Figure 7. Oligomerization state of FimX in solution

(A) Size exclusion chromatography. Standard proteins (arrows), FimX full-length and truncations were analyzed by size exclusion chromatography in gel filtration buffer. Standardization using elution times, molecular weights of the standard proteins, and column specifics yielded a standard curve for molecular weight estimations for FimX. (B) Analytical ultracentrifugation. FimX full-length and truncations were analyzed by sedimentation velocity analytical ultracentrifugation in gel filtration buffer. Molecular weights were analyzed by using the program SedFit.

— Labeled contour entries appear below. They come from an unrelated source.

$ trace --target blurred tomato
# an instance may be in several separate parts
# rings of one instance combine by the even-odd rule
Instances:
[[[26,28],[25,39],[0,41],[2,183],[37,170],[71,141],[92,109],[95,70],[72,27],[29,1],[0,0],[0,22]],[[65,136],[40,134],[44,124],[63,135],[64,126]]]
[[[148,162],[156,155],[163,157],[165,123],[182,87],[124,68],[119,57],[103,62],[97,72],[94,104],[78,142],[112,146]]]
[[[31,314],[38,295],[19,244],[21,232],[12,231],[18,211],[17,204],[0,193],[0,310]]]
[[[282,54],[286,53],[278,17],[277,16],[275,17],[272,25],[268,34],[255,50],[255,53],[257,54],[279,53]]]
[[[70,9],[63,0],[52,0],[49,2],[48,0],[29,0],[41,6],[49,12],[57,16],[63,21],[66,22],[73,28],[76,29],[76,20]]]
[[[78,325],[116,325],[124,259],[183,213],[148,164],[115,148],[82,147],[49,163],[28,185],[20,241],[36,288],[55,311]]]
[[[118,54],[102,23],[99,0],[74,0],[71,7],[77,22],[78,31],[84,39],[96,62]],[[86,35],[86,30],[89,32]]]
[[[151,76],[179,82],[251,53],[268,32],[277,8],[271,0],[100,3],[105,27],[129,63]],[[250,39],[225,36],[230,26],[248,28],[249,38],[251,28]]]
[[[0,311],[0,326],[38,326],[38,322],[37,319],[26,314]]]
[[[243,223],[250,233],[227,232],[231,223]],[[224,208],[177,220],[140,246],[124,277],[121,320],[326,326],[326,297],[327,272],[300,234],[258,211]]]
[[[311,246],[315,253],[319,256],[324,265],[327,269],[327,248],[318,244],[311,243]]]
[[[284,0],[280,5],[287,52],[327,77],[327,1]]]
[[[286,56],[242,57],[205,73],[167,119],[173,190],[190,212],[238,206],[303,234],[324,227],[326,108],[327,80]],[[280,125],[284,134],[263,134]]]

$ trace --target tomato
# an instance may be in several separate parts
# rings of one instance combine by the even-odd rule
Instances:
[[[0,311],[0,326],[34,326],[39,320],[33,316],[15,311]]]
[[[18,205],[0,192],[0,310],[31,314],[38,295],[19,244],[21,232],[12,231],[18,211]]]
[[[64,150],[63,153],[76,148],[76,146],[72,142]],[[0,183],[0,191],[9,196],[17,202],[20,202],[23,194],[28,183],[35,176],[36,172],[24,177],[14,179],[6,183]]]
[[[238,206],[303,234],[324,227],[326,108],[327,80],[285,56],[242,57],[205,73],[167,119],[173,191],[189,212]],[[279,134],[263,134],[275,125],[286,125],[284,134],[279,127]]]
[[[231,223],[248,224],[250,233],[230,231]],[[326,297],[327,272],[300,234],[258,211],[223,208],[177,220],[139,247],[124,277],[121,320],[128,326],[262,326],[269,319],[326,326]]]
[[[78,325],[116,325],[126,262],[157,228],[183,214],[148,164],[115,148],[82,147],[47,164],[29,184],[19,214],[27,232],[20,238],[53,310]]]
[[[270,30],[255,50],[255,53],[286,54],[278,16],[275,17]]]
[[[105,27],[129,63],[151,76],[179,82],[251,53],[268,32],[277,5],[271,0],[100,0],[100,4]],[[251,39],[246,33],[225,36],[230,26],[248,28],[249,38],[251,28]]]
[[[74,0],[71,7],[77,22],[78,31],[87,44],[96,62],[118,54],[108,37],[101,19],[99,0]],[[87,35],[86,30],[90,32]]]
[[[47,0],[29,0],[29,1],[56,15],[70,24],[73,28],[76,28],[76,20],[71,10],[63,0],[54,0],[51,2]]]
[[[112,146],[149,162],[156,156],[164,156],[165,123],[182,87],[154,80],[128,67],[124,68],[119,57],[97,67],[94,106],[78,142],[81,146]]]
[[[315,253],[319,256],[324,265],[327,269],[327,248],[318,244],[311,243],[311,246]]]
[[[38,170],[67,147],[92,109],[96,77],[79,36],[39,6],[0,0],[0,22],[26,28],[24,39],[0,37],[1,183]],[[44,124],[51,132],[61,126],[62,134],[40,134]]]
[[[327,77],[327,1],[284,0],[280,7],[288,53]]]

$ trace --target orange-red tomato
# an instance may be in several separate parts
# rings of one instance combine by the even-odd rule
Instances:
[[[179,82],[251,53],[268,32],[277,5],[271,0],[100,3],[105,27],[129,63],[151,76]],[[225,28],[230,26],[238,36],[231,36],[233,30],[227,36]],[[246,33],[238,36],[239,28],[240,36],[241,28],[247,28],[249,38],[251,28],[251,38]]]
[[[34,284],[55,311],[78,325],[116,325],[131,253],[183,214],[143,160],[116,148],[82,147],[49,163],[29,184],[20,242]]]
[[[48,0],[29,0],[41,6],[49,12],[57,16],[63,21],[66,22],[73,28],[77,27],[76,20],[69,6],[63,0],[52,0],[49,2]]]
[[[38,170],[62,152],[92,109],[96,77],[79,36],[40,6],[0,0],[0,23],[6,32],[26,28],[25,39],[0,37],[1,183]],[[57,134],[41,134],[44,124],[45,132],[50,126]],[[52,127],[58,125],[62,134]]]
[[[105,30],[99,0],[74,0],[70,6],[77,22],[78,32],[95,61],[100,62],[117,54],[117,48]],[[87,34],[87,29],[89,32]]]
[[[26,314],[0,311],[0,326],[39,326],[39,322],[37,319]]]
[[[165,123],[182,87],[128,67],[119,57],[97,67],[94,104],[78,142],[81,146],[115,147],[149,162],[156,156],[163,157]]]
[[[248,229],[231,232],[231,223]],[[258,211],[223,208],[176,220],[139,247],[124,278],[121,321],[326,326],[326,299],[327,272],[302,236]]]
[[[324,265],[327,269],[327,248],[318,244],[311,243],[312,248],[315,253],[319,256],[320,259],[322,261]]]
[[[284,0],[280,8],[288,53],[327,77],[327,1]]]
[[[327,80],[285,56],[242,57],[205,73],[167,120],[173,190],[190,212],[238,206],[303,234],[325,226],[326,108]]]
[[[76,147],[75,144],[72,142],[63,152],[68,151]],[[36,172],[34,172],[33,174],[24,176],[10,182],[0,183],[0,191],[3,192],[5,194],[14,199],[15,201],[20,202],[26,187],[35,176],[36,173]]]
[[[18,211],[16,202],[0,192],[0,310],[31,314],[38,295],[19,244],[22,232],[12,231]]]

Figure 8. Solution scattering analysis of FimX

Small-angle X-ray scattering curves and distance distribution functions of FimX^full-length (A), FimX^ΔEAL (B), FimX^dual (C), and FimX^EAL (D) are shown after averaging and subtraction of solvent background scattering. Theoretical scattering profiles calculated from the ab initio models with the lowest χ values are shown (black line; see Figure 8). The inset shows Guinier plots (including linear fits) at the low angle region (S_max*R_g<1.3). For constructs containing the EAL domain, experiments were also performed in the presence of c-di-GMP (dashed grey lines).

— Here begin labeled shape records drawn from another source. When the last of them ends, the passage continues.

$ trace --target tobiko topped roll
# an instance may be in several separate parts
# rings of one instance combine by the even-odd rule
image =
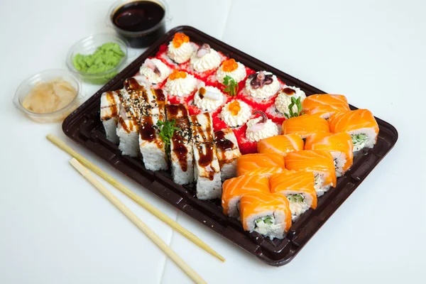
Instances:
[[[228,126],[239,127],[250,119],[251,110],[248,104],[235,99],[225,104],[222,109],[221,116]]]
[[[176,63],[183,63],[187,61],[194,53],[194,47],[190,43],[190,38],[182,33],[176,33],[173,40],[168,48],[169,58]]]
[[[259,71],[248,76],[246,81],[247,93],[255,99],[265,99],[280,90],[280,82],[270,72]]]
[[[198,91],[194,96],[194,103],[202,111],[212,111],[222,105],[225,95],[215,87],[199,84]]]
[[[278,127],[262,111],[254,111],[253,114],[259,113],[261,117],[250,119],[247,121],[246,137],[251,142],[258,142],[261,139],[278,135]]]
[[[197,87],[197,79],[185,71],[174,70],[170,75],[164,92],[171,96],[183,97],[191,94]]]
[[[195,71],[205,72],[220,65],[221,58],[217,51],[207,43],[203,44],[191,55],[190,65]]]
[[[246,67],[233,58],[224,61],[216,72],[216,78],[221,83],[223,83],[226,76],[231,77],[238,83],[244,80],[246,75]]]

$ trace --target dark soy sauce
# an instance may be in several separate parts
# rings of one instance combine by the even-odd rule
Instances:
[[[123,5],[113,16],[114,23],[128,31],[148,30],[163,20],[164,9],[151,1],[136,1]]]

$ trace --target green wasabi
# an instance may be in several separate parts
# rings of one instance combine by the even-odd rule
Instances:
[[[114,69],[124,56],[125,53],[118,44],[107,43],[98,47],[93,54],[84,55],[77,53],[72,58],[72,65],[82,73],[95,75]],[[114,71],[99,77],[87,76],[86,79],[89,80],[92,83],[102,84],[108,82],[116,75],[117,72]]]

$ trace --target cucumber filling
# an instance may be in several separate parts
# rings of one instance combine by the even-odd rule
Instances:
[[[262,235],[269,235],[280,230],[280,224],[275,224],[273,215],[265,216],[254,221],[254,231]]]
[[[317,196],[321,196],[329,190],[329,185],[324,186],[324,179],[322,175],[320,174],[315,175],[315,183],[314,184],[314,188],[317,192]]]
[[[297,194],[297,195],[287,195],[287,199],[290,202],[305,202],[305,197],[303,195]]]
[[[354,143],[354,151],[357,151],[365,147],[367,142],[366,134],[352,134],[352,143]]]
[[[295,221],[302,214],[309,209],[307,204],[305,202],[305,196],[301,194],[287,195],[290,202],[290,211],[291,211],[291,219]]]

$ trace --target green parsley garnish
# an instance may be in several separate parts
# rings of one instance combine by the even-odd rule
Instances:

Figure 9. SAXS-based shape reconstruction of FimX

(A) SAXS-based shape reconstruction of FimX^EAL (red), FimX^dual (green), FimX^ΔEAL (blue), and FimX^full-length (orange) are shown after averaging of twenty independent models (grey envelopes) and filtering (colored enveloped). High-resolution crystal structures of the EAL and GGDEF domains were docked into the appropriate envelopes and are shown in cartoon presentation. (B) Model for full-length FimX. High-resolution crystal structures of the EAL and GGDEF domains, as well as models for the dimeric response receiver and PAS domains (PDB codes 3BRE and 1DRM, respectively; De et al., 2008; Gong et al., 1998) were docked into the envelopes modeled from the solution scattering of full-length FimX, and are shown in cartoon presentation. A superposition of solution envelopes for FimX^ΔEAL (blue) and FimX^full-length is shown. The circle highlights a region in the FimX^full-length envelope that is missing in the FimX^ΔEAL envelope.